Recorder configuration
Similar to the player source, one must first select the type of recorder sink that will be used by the recorder to “save” the video. In the record bar click the record sink dropdown menu.

This will list the available recording options. This example will use a video file!

To configure the selected recorder, click the settings button. That will open the selected recorder’s settings.

This specific recorder saves the video to a video file.

Recorder control
Once configured, to start recording the player’s image, just press the record button. The record button will be grayed out when the camera is not playing.

Once the camera is playing and the video is being recorded, a timer counting up will display showing the elapsed recording duration.

To stop recording, press the record button again and it’ll stop recording. If the player stops playing, the recorder will also stop.

At the top of the recorder setting, it indicates the total size of the current or last recorded files as well as the data rate.

To save a screenshot of the last image displayed, press the save button.

This will pop open a file browser with the image name pre-filled to the video name.

The pie icon indicates how full the disk is on the drive where the video is being saved. Red indicates the proportion of used space, while yellow is the remaining free space.

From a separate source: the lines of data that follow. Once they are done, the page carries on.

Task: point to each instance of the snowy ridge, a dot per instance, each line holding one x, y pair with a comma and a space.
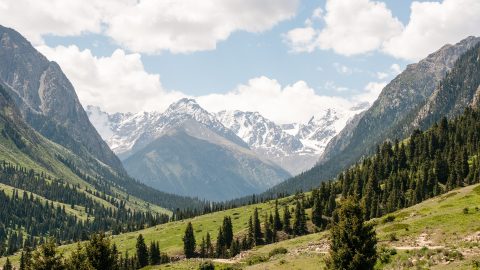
295, 147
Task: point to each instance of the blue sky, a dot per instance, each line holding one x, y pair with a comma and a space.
247, 55
287, 59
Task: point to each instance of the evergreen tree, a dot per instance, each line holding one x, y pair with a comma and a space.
46, 257
250, 240
142, 251
286, 220
300, 222
227, 231
276, 218
189, 241
203, 248
353, 242
235, 248
209, 246
268, 231
78, 260
257, 231
7, 265
317, 212
220, 245
100, 254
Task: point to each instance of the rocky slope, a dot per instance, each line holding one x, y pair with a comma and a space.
186, 150
295, 147
47, 99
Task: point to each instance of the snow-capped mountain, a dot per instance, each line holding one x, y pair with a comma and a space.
186, 150
125, 132
295, 147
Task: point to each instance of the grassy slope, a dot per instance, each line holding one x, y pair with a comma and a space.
440, 221
437, 222
44, 151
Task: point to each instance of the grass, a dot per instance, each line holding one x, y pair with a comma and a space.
441, 220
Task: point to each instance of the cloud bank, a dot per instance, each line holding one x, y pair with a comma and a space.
120, 83
352, 27
147, 26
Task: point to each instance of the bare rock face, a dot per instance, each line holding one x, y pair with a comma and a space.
47, 100
397, 101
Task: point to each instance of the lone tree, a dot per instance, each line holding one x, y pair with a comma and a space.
189, 242
353, 242
142, 251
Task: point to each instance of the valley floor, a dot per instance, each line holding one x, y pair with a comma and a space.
436, 234
440, 233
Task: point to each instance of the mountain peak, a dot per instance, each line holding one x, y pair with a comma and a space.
186, 106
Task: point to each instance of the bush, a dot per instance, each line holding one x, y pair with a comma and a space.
206, 266
276, 251
393, 237
388, 219
256, 259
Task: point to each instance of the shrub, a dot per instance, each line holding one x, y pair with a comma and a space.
388, 219
276, 251
206, 266
256, 259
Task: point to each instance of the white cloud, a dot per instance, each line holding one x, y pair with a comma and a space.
301, 39
283, 104
351, 27
183, 26
382, 75
433, 25
342, 69
59, 17
361, 26
395, 69
147, 26
118, 83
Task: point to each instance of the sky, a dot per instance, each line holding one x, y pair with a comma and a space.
287, 59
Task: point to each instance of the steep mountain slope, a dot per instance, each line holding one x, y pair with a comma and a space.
186, 150
459, 89
391, 116
295, 147
47, 99
60, 140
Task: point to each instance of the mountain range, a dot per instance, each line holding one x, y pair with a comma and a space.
189, 151
441, 85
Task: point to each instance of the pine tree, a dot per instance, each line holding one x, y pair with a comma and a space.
276, 218
142, 251
203, 248
353, 242
227, 231
209, 246
189, 242
220, 245
268, 231
286, 220
317, 212
257, 231
78, 260
235, 248
250, 240
46, 257
99, 253
7, 265
299, 223
154, 253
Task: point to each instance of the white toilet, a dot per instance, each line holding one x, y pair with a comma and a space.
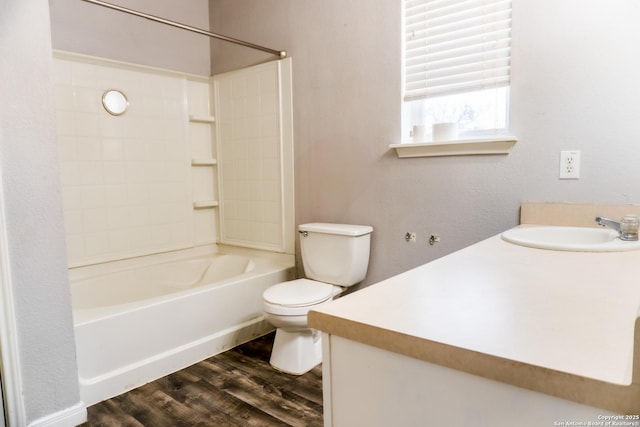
334, 256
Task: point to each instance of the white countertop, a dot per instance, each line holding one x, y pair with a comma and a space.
570, 312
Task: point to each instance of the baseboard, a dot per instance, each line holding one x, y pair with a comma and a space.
68, 417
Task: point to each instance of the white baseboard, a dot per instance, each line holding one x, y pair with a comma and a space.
69, 417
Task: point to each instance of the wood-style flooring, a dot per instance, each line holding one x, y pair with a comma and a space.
235, 388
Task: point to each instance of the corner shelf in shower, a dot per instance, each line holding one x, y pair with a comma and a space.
203, 162
206, 204
201, 118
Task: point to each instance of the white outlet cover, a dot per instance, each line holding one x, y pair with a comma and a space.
569, 164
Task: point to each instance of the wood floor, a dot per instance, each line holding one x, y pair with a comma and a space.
235, 388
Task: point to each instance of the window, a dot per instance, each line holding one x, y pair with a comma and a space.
456, 67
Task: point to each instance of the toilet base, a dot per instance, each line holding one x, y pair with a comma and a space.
296, 352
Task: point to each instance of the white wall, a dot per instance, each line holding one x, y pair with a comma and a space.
574, 86
33, 214
94, 30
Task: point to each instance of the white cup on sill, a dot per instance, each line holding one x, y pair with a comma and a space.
419, 133
445, 131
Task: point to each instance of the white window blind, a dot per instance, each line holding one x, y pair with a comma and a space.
455, 46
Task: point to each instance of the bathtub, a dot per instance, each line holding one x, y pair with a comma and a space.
140, 319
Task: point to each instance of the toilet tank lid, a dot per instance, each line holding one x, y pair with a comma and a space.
342, 229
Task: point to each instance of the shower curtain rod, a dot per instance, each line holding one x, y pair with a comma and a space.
279, 53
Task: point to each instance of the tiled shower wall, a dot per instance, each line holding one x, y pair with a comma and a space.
128, 184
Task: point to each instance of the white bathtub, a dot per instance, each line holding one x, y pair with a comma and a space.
140, 319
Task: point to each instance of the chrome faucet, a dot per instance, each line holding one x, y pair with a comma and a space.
627, 228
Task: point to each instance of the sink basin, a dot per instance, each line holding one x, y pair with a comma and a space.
578, 239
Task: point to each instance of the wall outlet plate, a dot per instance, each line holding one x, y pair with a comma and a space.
570, 164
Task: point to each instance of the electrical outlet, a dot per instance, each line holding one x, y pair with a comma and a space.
570, 164
411, 237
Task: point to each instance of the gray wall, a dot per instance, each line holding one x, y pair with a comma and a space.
89, 29
574, 86
33, 211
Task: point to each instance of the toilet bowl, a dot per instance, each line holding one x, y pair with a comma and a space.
334, 257
297, 348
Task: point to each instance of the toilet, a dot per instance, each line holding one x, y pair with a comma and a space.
334, 256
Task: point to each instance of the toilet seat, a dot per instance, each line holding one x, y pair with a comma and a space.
298, 293
297, 297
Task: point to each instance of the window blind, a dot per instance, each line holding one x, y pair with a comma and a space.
454, 46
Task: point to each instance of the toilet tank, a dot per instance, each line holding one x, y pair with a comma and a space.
335, 253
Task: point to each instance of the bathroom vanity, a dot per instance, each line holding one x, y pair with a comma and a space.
495, 334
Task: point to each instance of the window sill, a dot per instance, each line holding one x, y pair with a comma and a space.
462, 147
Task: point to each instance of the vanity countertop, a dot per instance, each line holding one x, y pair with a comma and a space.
562, 323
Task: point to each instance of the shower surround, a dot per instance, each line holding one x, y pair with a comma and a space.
164, 181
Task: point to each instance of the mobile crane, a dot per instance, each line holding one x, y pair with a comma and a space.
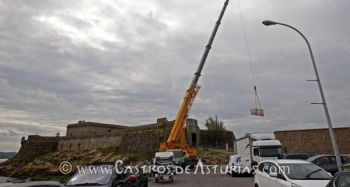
177, 138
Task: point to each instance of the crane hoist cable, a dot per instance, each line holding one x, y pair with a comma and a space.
257, 111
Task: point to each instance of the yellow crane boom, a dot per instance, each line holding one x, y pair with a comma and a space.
177, 138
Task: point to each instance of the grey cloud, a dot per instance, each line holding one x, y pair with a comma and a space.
129, 63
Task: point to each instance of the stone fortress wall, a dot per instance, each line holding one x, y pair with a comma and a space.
144, 139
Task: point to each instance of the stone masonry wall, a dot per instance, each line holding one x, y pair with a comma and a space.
83, 128
145, 140
86, 143
36, 145
314, 141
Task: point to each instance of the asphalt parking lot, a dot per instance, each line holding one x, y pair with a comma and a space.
207, 180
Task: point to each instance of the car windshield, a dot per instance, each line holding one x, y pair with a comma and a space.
270, 151
92, 175
343, 180
178, 154
304, 171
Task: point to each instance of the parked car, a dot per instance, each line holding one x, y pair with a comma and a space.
33, 184
290, 173
340, 180
106, 176
328, 162
296, 156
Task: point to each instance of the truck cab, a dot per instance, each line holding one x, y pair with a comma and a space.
252, 149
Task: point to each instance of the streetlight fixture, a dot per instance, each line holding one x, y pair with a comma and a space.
330, 128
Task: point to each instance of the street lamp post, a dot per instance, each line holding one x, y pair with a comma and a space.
330, 128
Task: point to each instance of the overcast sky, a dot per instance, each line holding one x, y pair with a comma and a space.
130, 62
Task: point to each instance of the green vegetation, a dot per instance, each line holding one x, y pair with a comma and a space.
216, 130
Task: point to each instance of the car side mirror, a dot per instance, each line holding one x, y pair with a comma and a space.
274, 175
256, 152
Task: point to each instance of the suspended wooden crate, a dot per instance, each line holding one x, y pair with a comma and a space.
257, 112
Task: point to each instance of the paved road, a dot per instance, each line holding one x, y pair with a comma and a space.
216, 180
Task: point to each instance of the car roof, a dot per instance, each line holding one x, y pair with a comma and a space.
291, 161
39, 183
287, 161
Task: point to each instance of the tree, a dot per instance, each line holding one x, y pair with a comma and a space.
216, 130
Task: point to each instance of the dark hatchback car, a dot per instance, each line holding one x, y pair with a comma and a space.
296, 156
328, 162
340, 180
106, 176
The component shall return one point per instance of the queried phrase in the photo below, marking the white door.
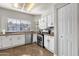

Synchronously recording from multiple cameras
To review, although you can set up as many players as you want, with or without recorders, they can all be started/stopped independently of one another. And similarly, each player can record independently of any other player.
If you want, instead, to control the recorders associated with a set of players as a single unit, such as for recording from multiple camera angles on a common target, then you need to organize the control of these recorders into a daisy chain, where recoding the first will record from all of them. Note, also, that you still configure the players and their recorders (e.g. data files) independently ahead of time.
Specifically, in the recorder options you can specify if the recorder should start recording when a specific other player starts recording by setting the Records with player #
dropdown to the appropriate other player number.
To set up three players (A, B, and C) to record synchronously, choose one (e.g. A
) to be the master player. Then set player B
to record with player #A
and set player C
to record with player #B
. Then, when you start and stop recording player A
, the other two players will also simultaneously start and stop recording.